With access heavily restricted, accounts of abysmal conditions are known only from the testimonies of former detainees released on a now-defunct bail system that was operated at the discretion of immigration officials until mid-2016.

“I was in a cell with 120 men, only three times as big as this room,” Abdirahim explains, gesturing to his cramped apartment of 350 square feet. “Food was rice and soup twice a day. I would sleep on the concrete floor and only saw the sun every three days.”

Despite several attempts, representatives of the Thai Immigration Bureau for comment did not respond to Al Jazeera’s request for comment.

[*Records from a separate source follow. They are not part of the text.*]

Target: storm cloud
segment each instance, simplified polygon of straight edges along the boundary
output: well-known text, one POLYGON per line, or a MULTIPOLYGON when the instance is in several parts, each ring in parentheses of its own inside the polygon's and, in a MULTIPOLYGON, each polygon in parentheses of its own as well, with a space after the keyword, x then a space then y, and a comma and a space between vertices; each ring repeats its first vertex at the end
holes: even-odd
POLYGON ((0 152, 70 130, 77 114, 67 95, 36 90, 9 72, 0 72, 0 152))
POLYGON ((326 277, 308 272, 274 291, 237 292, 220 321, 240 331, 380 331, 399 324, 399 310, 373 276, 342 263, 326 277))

Immigration detention of refugee and asylum-seeking children in Thailand violates the rights of children under international law.

Although he was a minor, Abdirahim spent two years in these conditions between the ages of 15 and 17 before being bailed out by a refugee support charity.

This practice of indefinitely detaining children among adults concerns rights groups. HRW says it violates Thailand’s obligations under international law and puts children at risk of sexual and physical abuse..

When Al Jazeera visited a detention centre, this reporter witnessed at least five children aged up to 10.

The Thai government has publicly affirmed its commitment to ending some immigration practices. In September 2016, Prime Minister Prayut Chan-o-cha pledged to end the detention of refugee children during a speech at the US-hosted Leaders’ Summit on the Global Refugee Crisis.

But UNHCR said it was unable to access figures for the exact number of minors in immigration prisons in Thailand and was unaware of a definitive end date for this practice.

In practice, the future for Bangkok’s refugees and asylum seekers remains precarious.

Phil Robertson, deputy director of HRW’s Asia division, told Al Jazeera that the Thai government has “dragged its feet for decades” on the issue of immigration reforms.

Some officials simply believe that “migrants and refugees do not deserve any better”, he said.

With returning home tantamount to a death sentence for most, receiving asylum in a third country remains perhaps the best hope.

“I wish I never came here,” says Abdirahim, standing on his balcony overlooking a bustling Bangkok street below. “I will go anywhere now. Anywhere where I will be safe and can start living my life.”